Now, he and Shandi are about to meet their so-called destinies head on, in a funny, charming, and poignant novel about science and miracles, secrets and truths, faith and forgiveness,; about a virgin birth, a sacrifice, and a resurrection; about falling in love, and learning that things aren’t always what they seem—or what we hope they will be. It’s a novel about discovering what we want and ultimately finding what we need. (from Goodreads)
This may be the first book I’ve read with a main character, “the Aut-astic Dr. Ashe”, on the spectrum and it was refreshing to see how respectfully Jackson did it. I was impressed.

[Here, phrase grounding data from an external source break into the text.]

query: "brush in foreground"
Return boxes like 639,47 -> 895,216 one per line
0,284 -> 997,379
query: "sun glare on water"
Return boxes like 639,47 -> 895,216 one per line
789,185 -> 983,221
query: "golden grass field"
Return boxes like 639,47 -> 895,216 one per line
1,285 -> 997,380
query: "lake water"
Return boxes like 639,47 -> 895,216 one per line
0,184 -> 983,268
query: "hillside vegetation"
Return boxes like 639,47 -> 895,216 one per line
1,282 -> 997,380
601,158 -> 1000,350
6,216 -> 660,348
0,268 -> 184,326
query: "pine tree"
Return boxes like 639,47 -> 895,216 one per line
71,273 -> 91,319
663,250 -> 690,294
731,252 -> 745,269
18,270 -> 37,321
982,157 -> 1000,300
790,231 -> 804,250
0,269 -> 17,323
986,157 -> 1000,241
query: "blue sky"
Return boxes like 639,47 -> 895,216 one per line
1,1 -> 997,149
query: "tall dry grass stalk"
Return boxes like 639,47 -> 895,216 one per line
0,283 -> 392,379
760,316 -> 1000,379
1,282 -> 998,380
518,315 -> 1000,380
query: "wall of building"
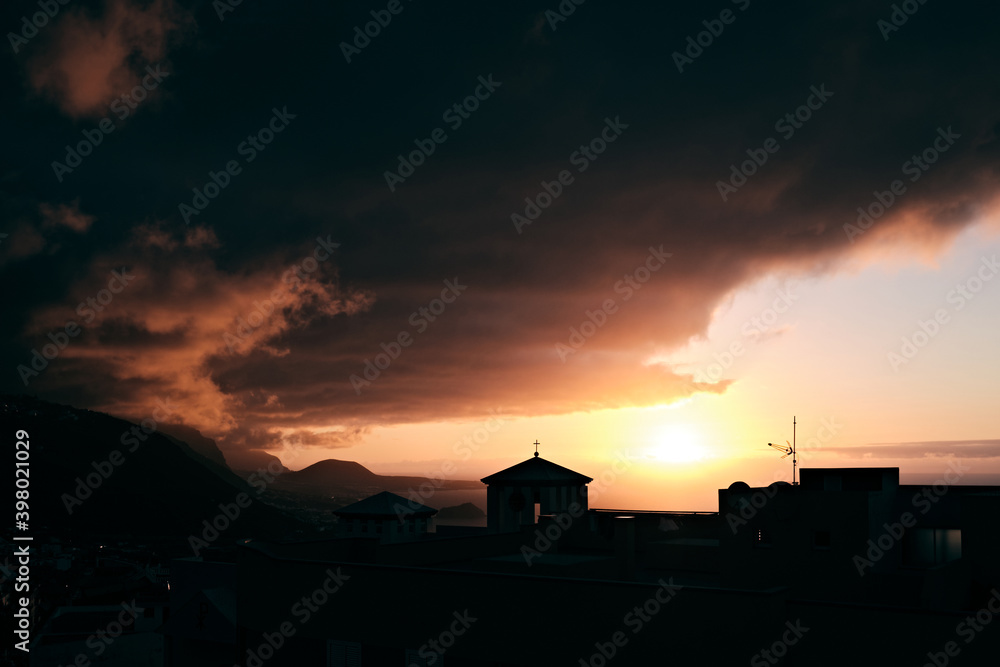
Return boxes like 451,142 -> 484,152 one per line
486,483 -> 587,533
236,545 -> 1000,666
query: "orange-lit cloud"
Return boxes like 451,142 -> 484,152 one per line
22,222 -> 374,454
26,0 -> 186,118
40,200 -> 95,232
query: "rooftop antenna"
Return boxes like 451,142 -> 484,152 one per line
533,440 -> 540,457
768,416 -> 797,485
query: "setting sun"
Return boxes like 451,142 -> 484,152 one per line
646,425 -> 709,463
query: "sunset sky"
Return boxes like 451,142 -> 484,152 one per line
3,0 -> 999,510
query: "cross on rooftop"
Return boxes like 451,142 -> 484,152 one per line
533,440 -> 540,457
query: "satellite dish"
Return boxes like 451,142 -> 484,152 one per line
726,481 -> 751,508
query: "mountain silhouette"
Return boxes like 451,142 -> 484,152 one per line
276,458 -> 481,496
0,394 -> 303,541
158,422 -> 230,469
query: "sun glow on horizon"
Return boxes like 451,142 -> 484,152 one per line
645,424 -> 710,464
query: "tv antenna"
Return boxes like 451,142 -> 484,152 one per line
768,416 -> 797,485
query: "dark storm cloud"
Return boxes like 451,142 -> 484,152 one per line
2,0 -> 999,451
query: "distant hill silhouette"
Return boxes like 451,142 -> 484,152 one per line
0,395 -> 304,541
276,458 -> 482,497
288,459 -> 381,485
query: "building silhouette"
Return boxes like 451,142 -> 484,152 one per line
231,451 -> 1000,666
481,450 -> 592,532
332,491 -> 438,543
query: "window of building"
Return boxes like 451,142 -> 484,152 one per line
754,528 -> 772,547
903,528 -> 962,566
327,640 -> 361,667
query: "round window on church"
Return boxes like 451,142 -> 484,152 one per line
508,491 -> 526,512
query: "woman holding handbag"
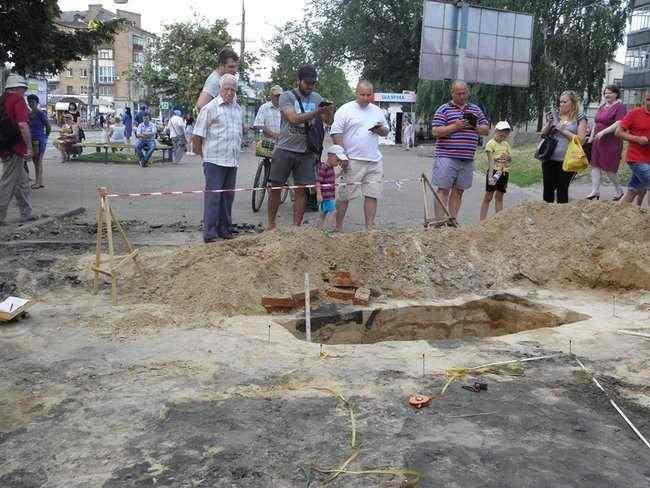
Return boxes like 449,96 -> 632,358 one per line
586,85 -> 626,200
540,91 -> 588,203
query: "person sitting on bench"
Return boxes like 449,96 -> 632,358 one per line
134,113 -> 157,167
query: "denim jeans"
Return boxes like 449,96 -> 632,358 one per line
628,162 -> 650,193
135,139 -> 156,164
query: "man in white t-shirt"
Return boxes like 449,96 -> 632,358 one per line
166,110 -> 186,163
330,80 -> 389,231
195,48 -> 240,112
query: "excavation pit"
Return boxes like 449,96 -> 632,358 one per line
284,294 -> 589,345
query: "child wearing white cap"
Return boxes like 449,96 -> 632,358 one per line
480,121 -> 512,222
317,145 -> 345,230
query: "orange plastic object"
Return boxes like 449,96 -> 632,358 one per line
408,395 -> 432,409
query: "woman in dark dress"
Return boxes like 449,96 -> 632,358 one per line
123,107 -> 133,143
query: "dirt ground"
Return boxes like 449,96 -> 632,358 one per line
0,201 -> 649,487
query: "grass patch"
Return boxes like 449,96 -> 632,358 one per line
75,150 -> 164,165
475,141 -> 634,188
476,142 -> 541,187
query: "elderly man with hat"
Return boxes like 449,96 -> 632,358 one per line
253,85 -> 283,145
0,73 -> 35,225
166,109 -> 187,163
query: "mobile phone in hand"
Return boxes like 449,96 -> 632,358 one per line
319,101 -> 333,107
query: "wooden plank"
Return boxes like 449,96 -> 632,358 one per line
114,250 -> 139,271
91,267 -> 113,277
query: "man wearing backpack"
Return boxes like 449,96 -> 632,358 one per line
267,64 -> 332,230
0,74 -> 35,225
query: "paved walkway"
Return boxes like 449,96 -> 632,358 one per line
5,141 -> 542,230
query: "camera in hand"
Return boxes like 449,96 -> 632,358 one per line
462,112 -> 478,128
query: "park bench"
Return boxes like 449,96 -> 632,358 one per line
74,142 -> 173,164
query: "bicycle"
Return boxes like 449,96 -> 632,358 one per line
251,155 -> 290,212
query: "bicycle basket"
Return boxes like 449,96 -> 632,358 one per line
255,139 -> 275,158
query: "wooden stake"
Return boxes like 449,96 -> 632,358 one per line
421,174 -> 457,227
104,194 -> 117,305
421,177 -> 431,228
92,187 -> 143,306
94,204 -> 103,294
305,272 -> 312,343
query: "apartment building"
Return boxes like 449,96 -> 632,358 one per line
622,0 -> 650,106
48,3 -> 154,123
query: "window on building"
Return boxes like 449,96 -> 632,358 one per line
80,86 -> 88,95
98,49 -> 114,60
631,7 -> 650,33
98,65 -> 115,84
98,85 -> 113,97
625,47 -> 650,72
79,68 -> 88,78
65,68 -> 73,78
133,51 -> 145,65
66,85 -> 74,94
133,34 -> 145,47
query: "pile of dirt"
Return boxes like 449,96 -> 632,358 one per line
109,201 -> 648,316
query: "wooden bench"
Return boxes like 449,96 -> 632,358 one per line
74,142 -> 173,164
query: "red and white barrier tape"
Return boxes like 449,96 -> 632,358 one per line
104,177 -> 422,199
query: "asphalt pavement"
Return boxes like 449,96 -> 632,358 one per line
5,131 -> 541,231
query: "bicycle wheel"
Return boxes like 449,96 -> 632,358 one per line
252,159 -> 268,212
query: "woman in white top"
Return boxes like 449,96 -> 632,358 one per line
108,116 -> 126,152
103,114 -> 114,143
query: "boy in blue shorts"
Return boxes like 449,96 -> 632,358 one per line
316,145 -> 345,229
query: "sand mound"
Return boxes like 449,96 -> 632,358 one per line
113,201 -> 649,315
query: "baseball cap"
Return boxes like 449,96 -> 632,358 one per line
297,64 -> 318,82
4,73 -> 28,90
495,121 -> 512,131
327,144 -> 348,160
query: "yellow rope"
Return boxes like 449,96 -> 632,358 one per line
310,387 -> 422,486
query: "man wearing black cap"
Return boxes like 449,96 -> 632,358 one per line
267,64 -> 331,230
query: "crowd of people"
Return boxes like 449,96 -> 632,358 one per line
1,49 -> 649,235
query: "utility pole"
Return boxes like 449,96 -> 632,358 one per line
240,0 -> 245,64
88,54 -> 95,125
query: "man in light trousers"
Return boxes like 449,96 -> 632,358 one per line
166,109 -> 186,163
193,74 -> 243,242
0,73 -> 35,225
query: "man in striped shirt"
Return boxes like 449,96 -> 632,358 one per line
193,74 -> 243,242
432,80 -> 489,221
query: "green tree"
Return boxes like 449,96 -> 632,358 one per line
267,21 -> 354,107
307,0 -> 423,91
306,0 -> 629,129
0,0 -> 125,75
130,16 -> 257,111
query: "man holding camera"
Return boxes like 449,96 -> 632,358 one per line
267,65 -> 332,230
431,80 -> 489,221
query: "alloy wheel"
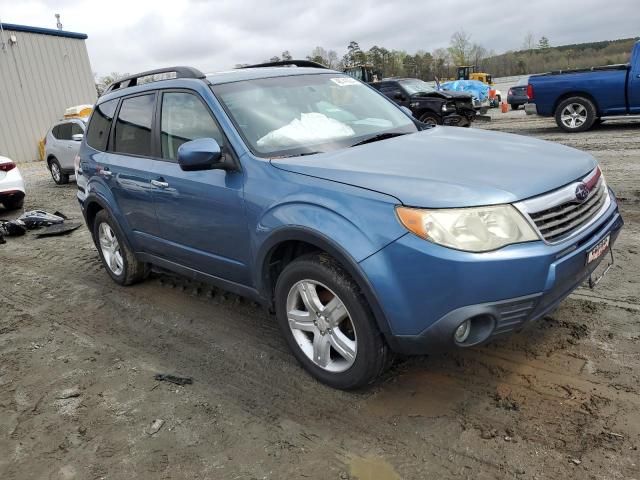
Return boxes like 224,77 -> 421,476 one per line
286,280 -> 357,373
51,162 -> 61,182
560,103 -> 588,129
98,222 -> 124,276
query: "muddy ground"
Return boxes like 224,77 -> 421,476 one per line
1,110 -> 639,480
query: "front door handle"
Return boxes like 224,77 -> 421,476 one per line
151,179 -> 169,188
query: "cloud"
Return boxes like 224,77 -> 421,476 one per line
1,0 -> 638,76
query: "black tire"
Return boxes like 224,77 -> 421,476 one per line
92,210 -> 148,286
510,104 -> 520,111
274,253 -> 390,390
49,157 -> 69,185
554,96 -> 597,133
2,196 -> 24,210
419,112 -> 442,126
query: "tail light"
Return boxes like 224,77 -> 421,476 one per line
0,161 -> 16,172
74,154 -> 81,172
527,84 -> 534,100
508,88 -> 513,96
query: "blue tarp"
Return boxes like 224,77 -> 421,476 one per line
439,80 -> 490,101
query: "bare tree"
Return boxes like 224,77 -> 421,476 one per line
448,30 -> 472,65
521,32 -> 535,51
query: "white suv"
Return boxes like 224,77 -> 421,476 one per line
44,119 -> 85,184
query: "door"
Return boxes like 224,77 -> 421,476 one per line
629,55 -> 640,114
103,92 -> 163,245
53,122 -> 77,170
151,90 -> 251,285
379,83 -> 410,108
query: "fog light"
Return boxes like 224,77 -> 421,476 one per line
454,320 -> 471,343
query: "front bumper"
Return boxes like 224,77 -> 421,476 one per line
360,198 -> 623,355
525,103 -> 537,115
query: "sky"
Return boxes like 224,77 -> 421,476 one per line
0,0 -> 638,77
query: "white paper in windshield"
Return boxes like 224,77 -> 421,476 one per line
257,113 -> 355,149
330,77 -> 359,86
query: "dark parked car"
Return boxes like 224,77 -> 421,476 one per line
507,76 -> 529,110
371,78 -> 476,126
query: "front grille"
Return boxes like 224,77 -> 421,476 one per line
529,178 -> 607,242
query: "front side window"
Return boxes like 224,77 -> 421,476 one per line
212,73 -> 417,157
86,99 -> 118,151
113,94 -> 155,156
71,123 -> 84,136
160,92 -> 224,161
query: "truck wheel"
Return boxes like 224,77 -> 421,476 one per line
555,97 -> 597,132
274,253 -> 390,390
419,112 -> 441,126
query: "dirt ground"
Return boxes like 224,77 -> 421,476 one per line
1,110 -> 639,480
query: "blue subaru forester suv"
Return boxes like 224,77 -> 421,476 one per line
77,62 -> 623,389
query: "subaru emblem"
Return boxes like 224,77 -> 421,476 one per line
575,183 -> 589,202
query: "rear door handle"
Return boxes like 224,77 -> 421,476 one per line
151,179 -> 169,188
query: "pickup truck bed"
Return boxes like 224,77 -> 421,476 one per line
526,41 -> 640,132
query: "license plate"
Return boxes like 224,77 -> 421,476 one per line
587,235 -> 610,264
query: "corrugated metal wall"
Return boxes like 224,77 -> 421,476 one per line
0,29 -> 96,162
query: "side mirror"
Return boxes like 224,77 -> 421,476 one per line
399,106 -> 412,117
394,92 -> 406,101
177,138 -> 224,171
72,133 -> 84,141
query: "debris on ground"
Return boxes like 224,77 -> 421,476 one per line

William may have problems in the social department but he was above the grade in mental capacity and physical presence, so there wasn’t a lack of opportunity for him. Shandi, on the other hand, was a 21-year-old single mother who had convinced herself that her genius boy was a miracle baby and her opportunities were limited. But because of her loving parents and best friend Walcott she had a great support system and people who wanted to see her succeed. I think too often young single mothers are portrayed as having some missing parental relationship so it was nice to see that, yes, the undesirable can happen to decent parents too.
I found it hard to put this book down. Jackson has a way of drawing you in and making you want to stay in the world she’s created. Alternating chapters helped this story move along and I loved getting so much backstory with the current one. There was a shock near the end that I didn’t see coming and for some reason I didn’t like it. I know I will be in the minority here and I can take it. It just didn’t work for me. I get it and I get why people love it, but there were some threads to the story that made this surprising turn of events seem…disappointing in a way. It didn’t ruin the story because I still loved it, it’s more of a personal preference I guess.
This is my second Joshilyn Jackson book and I consider myself a new fan this year. I highly recommend this one.